The two main competitors to natural gas vehicles (NGV) in the transportation fuel sector — biodiesel and propane — received a boost from the California Energy Commission (CEC) earlier this month, with nearly $2 million in grants from the state alternative fuel production and vehicles fund, which has also given several million dollars to NGV programs this year. A Northern California-based firm, Yokayo Biofuels Inc., will get $1.86 million from the CEC to expand and upgrade its facilities. Production capacity is supposed to grow from 1,400 to 2,000 gallons/d, the CEC said. Yokayo uses an enzymatic process that is supposed to be environmentally cleaner and more efficient than current methods for producing biodiesel. The CEC also doled out $114,000 to Big Valley Ford Inc., a Ford dealer in Stockton, CA, for the state’s buy-down program allowing 19 propane gas-powered vehicles to be purchased with the grant helping to pay the difference between alternative fuel vehicles and conventional ones.

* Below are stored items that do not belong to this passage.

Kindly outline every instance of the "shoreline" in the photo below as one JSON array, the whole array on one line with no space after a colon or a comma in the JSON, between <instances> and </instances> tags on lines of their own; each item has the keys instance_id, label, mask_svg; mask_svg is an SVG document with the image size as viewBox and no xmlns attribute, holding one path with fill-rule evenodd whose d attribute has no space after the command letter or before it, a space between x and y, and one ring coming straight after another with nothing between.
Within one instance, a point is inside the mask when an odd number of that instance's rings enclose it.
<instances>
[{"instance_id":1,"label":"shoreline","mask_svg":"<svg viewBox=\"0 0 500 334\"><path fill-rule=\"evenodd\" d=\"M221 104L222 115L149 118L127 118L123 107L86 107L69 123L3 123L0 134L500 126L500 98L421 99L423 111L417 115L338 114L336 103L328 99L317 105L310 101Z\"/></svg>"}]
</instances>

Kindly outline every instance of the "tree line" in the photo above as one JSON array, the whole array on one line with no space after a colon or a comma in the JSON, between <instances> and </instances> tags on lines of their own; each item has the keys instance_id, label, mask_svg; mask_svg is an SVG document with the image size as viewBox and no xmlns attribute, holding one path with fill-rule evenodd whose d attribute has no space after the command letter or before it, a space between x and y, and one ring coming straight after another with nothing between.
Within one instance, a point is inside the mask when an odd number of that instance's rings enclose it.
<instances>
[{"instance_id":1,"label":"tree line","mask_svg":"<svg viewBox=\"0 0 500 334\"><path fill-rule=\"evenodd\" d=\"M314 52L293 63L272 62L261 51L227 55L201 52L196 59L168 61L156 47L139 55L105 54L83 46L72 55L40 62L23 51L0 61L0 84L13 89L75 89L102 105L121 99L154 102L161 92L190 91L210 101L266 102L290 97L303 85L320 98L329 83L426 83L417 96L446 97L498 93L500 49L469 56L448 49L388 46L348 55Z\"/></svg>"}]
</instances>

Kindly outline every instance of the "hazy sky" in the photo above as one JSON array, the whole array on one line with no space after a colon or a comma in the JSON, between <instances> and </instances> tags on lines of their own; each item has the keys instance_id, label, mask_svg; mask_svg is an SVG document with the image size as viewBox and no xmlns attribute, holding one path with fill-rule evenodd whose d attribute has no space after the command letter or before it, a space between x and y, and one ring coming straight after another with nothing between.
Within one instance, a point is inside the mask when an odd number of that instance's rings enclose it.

California’s three major private-sector utilities met the state’s 20% renewable portfolio standard (RPS) goal last year, according to a report the California Public Utilities Commission (CPUC) filed with the state legislature. Each of the utilities — Pacific Gas and Electric Co. (20.1%), Southern California Edison Co. (21.1%), and San Diego Gas and Electric Co. (20.8%) — exceeded the goal, collectively having 20.6% of their power supplies come from renewable sources. In 2011, the utilities recorded the greatest year-to-year growth in renewable generation since the state established the RPS in 2003. The CPUC made its report as the 370 MW Ivanpah solar photovoltaic (PV) reached the halfway point in construction on 3,500 acres in the eastern Mojave Desert in California, about 40 miles from Las Vegas, NV. The $2.2 billion Ivanpah project is one of nine solar projects approved by the CEC on an accelerated basis in 2010.